Sumo Logic expands security toolset with FactorChain acquisition


When we heard from Sumo Logic last June, the company was announcing a $75 million Series F. Today, they announced they were acquiring FactorChain, a security startup that has raised $3.6 million.

The companies would not disclose the purchase price, but indicated the acquisition closed at the end of Q4 and all 12 FactorChain employees have joined Sumo Logic, including CEO Dave Frampton and CTO Ken Tidwell,.

Sumo is broadly a cloud-based log analysis platform. You can search across logs and analyze data sets. As they looked for ways to expand the product, CEO Ramin Sayer says he saw his customers struggling with traditional security tools, which were designed for an age when security meant protecting the perimeter with a firewall. Today, with data moving in and out of the company from the cloud, security has become a different problem and he believes this acquisition is a big step toward helping solve more modern application security issues in a hybrid cloud world.

What Sumo bought with FactorChain was a tool that can rapidly search across multiple systems to locate security data and find issues quickly. What’s more, FactorChain remembers what you’ve found in the past, so security operations analysts don’t spend a lot of time reinventing the wheel. If you have seen something like an IP address, an email address or any type of identifiable information before, the system remembers, helping analysts save valuable time tracking down issues.

“The FactorChain acquisition accelerates our vision of a new model that converges operations and security in the cloud and provides innovative solutions to persistent challenges in investigation workflows at cloud scale,” Sayer said in a statement.

“The core IP in FactorChain is in how we organize and index data and user navigation of stored and searched data. All of that enables us to run rapid queries of just a second or two across huge data sets and then chain together valuable info, without overwhelming the users,” Dave Frampton, who was CEO of FactorChain, told TechCrunch.

Frampton and Sayar say they have a shared vision of how companies access and analyze data. “It’s not just the base data collection, analytics and platform services, but workflows as well.

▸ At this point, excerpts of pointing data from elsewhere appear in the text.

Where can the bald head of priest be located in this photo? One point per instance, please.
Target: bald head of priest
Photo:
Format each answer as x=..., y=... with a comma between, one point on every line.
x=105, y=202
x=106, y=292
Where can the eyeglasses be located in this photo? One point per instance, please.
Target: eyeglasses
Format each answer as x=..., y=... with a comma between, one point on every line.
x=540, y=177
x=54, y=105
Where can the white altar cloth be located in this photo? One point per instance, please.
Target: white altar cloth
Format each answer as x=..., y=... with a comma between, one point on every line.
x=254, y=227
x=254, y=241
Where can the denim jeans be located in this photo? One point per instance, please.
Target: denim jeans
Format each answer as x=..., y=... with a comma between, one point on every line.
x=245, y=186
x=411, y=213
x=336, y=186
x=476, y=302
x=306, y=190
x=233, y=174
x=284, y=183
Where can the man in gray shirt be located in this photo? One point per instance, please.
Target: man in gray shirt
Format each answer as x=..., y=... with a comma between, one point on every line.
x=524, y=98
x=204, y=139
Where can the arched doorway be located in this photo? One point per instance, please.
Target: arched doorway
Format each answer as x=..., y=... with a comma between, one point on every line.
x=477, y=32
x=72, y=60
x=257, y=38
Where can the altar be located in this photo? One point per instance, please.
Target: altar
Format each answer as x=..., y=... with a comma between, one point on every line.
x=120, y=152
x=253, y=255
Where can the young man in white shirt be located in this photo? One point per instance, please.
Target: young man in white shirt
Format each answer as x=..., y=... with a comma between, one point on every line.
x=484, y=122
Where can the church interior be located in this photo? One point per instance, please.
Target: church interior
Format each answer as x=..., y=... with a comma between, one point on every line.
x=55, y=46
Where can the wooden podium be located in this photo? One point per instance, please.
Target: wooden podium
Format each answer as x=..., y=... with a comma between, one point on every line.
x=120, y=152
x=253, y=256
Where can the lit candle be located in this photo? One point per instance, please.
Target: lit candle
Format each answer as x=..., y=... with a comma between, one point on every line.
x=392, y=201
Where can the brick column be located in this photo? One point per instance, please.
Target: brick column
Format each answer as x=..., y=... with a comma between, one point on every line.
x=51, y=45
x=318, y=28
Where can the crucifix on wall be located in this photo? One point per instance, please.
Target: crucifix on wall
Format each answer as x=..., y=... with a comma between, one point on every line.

The bottleneck that exists in traditional security and cloud and modern applications, is in the investigation phase,” Frampton said. His company’s solutions involves identifying threats, going through a cycle of validation, finding if a threat has spread and figuring out what to do based on the data.

FactorChain was founded in 2015. The company hadn’t actually released a product yet, but was working with Beta customers when Sumo approached them about a possible acquisition. Frampton says the two companies fit well together and they saw combining as a way to accelerate their engineering vision for the product much more quickly than they could have done had they stayed independent.

Frampton gets a new title as part of the transition. He becomes VP of security solutions leading the company’s security analytics business. Former CTO Tidwell will have the title of VP of security engineering and will be leading security analytics development and architecture.

The two companies are already working together to integrate FactorChain’s technology deeply into the Sumo Logic product set and they expect to have an announcement of a combined product some time in Q2.

In June, at the time of the Series F funding, Sayer said the funding was the last round before an IPO, and he acknowledged that expanding the product set is part of a broader strategy to work towards that goal.